Search code examples
rubyregexword-boundary

Regexp union with word boundaries


I have a list of patterns and I want to match a string against those patterns but I need to match only entire words, so I was looking for a way to dynamically insert word boundaries into the Regexp.union method but I am missing something. Here is what I have tried

test_string = "lonewolf is lonely"
pattern_list = ["lonely", "wolf", "jungle"]
pattern_list.collect! { |pattern| pattern = "\b" + pattern + "\b"}
patterncollection = Regexp.union(pattern_list)
puts patterncollection
puts test_string.scan(patterncollection)

Results are empty and if I print the pattern collection I see that "\b" doesn't get escaped correctly. I cannot insert the "\b" directly in the array as that list gets dynamically retrieved. I have tried more than one option but still no luck.

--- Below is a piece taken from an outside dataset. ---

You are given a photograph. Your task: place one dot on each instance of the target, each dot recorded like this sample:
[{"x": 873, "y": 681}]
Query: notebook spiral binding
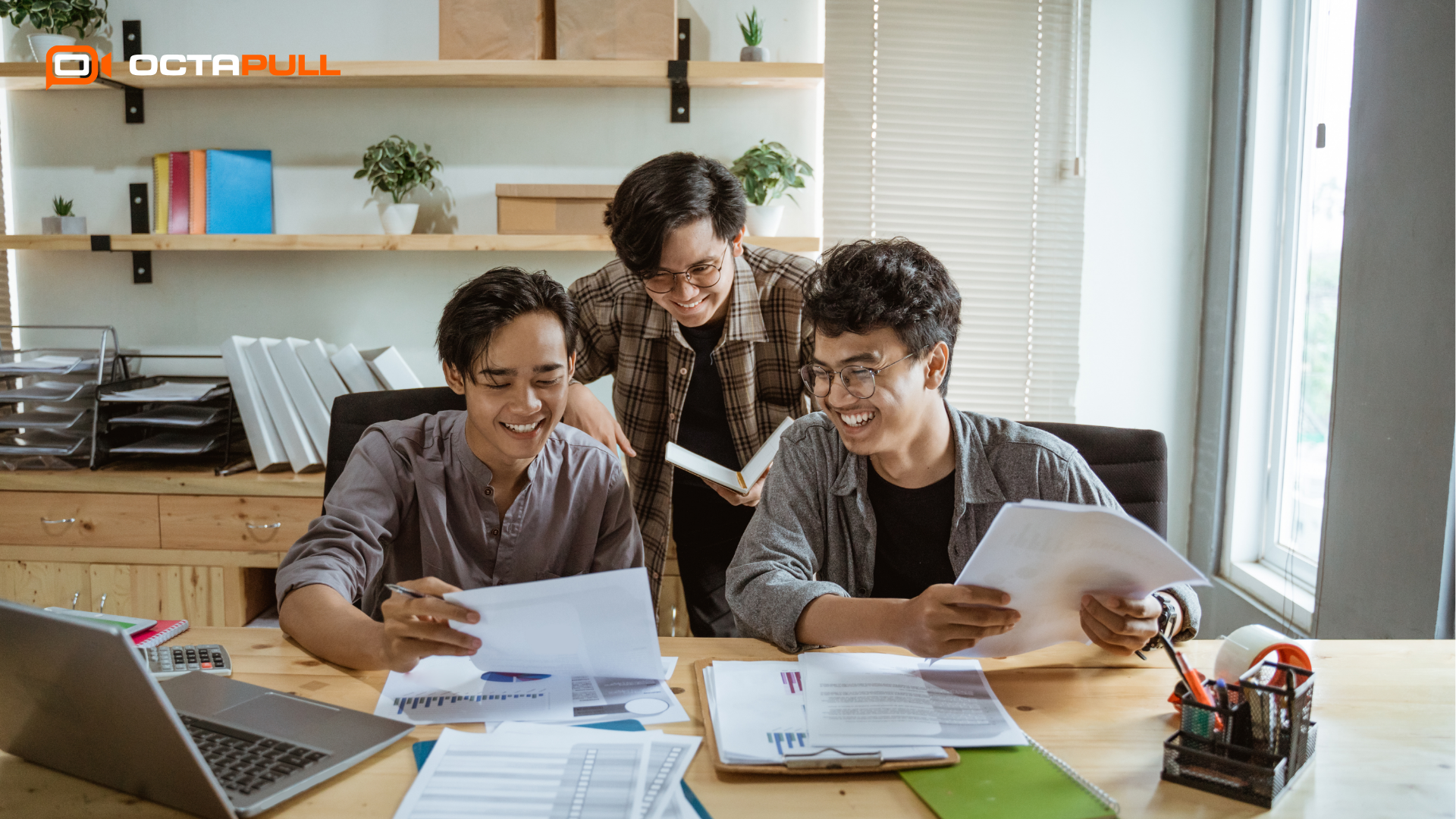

Different approaches to the problem are welcome.


Solution

  • The easiest solution would be to move word boundary matchers outside of the union:

    /\b(#{Regexp.union(pattern_list).source})\b/
    
    ▶ "lonewolf is lonely".scan /\b(#{Regexp.union(%w|lonely wolf jungle|).source})\b/
    #⇒ [
    #    [0] [
    #        [0] "lonely"
    #    ]
    #  ]
    

    Please also refer to the significant comment below. Basically, it suggests to “Use source unless you are absolutely positive you know what will happen. – the Tin Man”.

    I updated the answer accordingly.